Malheureusement, je n'ai pas les chiffres exacts avec moi concernant les trois dernières commissions mais je peux les citer de mémoire. Les coûts se rattachant à la commission formée en 1986 s'élevaient entre 60 000 $ ou 70 000 $ environ. Le coût total en ce qui concerne la commission de 1989, qui comptait trois membres, était de 46 000 $. Le coût varie selon le nombre de commissaires. La Loi sur les juges prévoit que ces commissions doivent compter de trois à cinq membres.
La commission de 1983 était présidée par l'honorable Otto Lang. C'était la première commission. La commission de 1986 comptait quatre membres. La commission de 1989 en comptait trois. Le chiffre précis concernant cette commission était d'environ 46 000 $ au total. En ce qui concerne la commission de 1992, présidée par M. Purdy Crawford, je crois que les coûts se sont élevés à 80 000 $. La commission de 1992 comptait cinq membres, dont l'un résidait à Vancouver. Bien entendu, lorsqu'il y a beaucoup de déplacements, les coûts augmentent. Une commission de cinq membres entraînerait une augmentation des coûts journaliers.
Le sénateur Nolin: Maintenant, ils sont trois.
M. Sandell: Les coûts pour chacune de ces commissions, sans exception, ont été inférieurs à 100 000 $.
Le sénateur Nolin: Dans votre déclaration préliminaire, vous avez indiqué qu'il n'y aurait aucun coût supplémentaire.
M. Sandell: C'est exact, aucun coût supplémentaire.
Le sénateur Nolin: Est-ce un engagement ferme de la part du ministère?

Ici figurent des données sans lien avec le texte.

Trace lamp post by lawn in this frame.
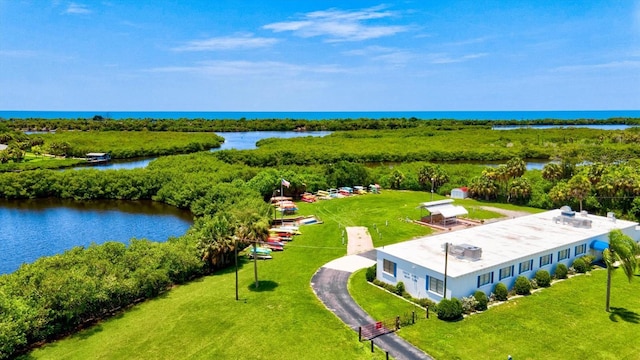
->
[431,177,436,201]
[233,237,238,301]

M. Sandell: C'est exact. Tout coût supplémentaire sera payé à même le budget actuel du Commissaire à la magistrature canadienne. Il n'y aura aucune demande supplémentaire de fonds et aucun coût supplémentaire en ce sens que la modification précise qui prolonge de six mois le mandat de la commission n'entraînera pas une augmentation de la charge de travail. Elle ne fera qu'étaler le travail sur douze mois au lieu de le comprimer sur six mois. C'est ce que j'ai voulu dire lorsque j'ai indiqué qu'il n'y aurait pas d'augmentation de coûts par rapport à ce qu'il en coûterait si le mandat continuait à être de six mois.
Le sénateur Lewis: Monsieur Sandell, combien la commission actuelle compte-t-elle de commissaires?

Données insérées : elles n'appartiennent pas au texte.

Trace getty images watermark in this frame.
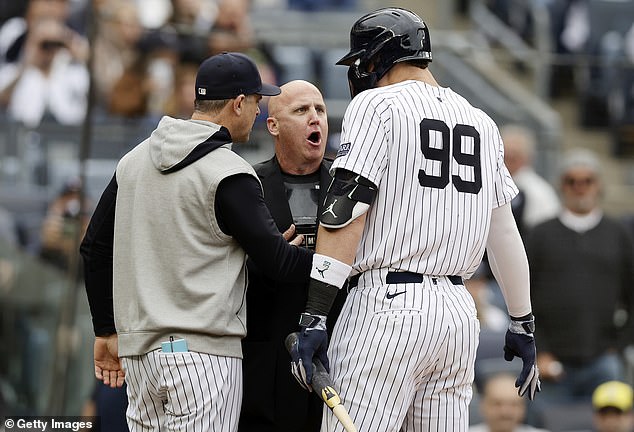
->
[0,416,99,432]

M. Sandell: La commission actuelle, sous la présidence de David Scott, un avocat d'Ottawa, compte trois membres. Je peux vous donner leurs noms, si vous le voulez.
Le sénateur Lewis: Si ça ne vous ennuie pas.
M. Sandell: Le président est M. David Scott, c.r., d'Ottawa. Il y a deux autres commissaires: M. Michel Vennat du cabinet d'avocats Stikeman, Elliott à Montréal et Mme Barbara Rae, une femme d'affaires de Vancouver. Ce sont les trois commissaires qui font partie de la commission actuelle.
Le sénateur Lewis: Ce projet de loi ne comporte donc en fait qu'un seul article.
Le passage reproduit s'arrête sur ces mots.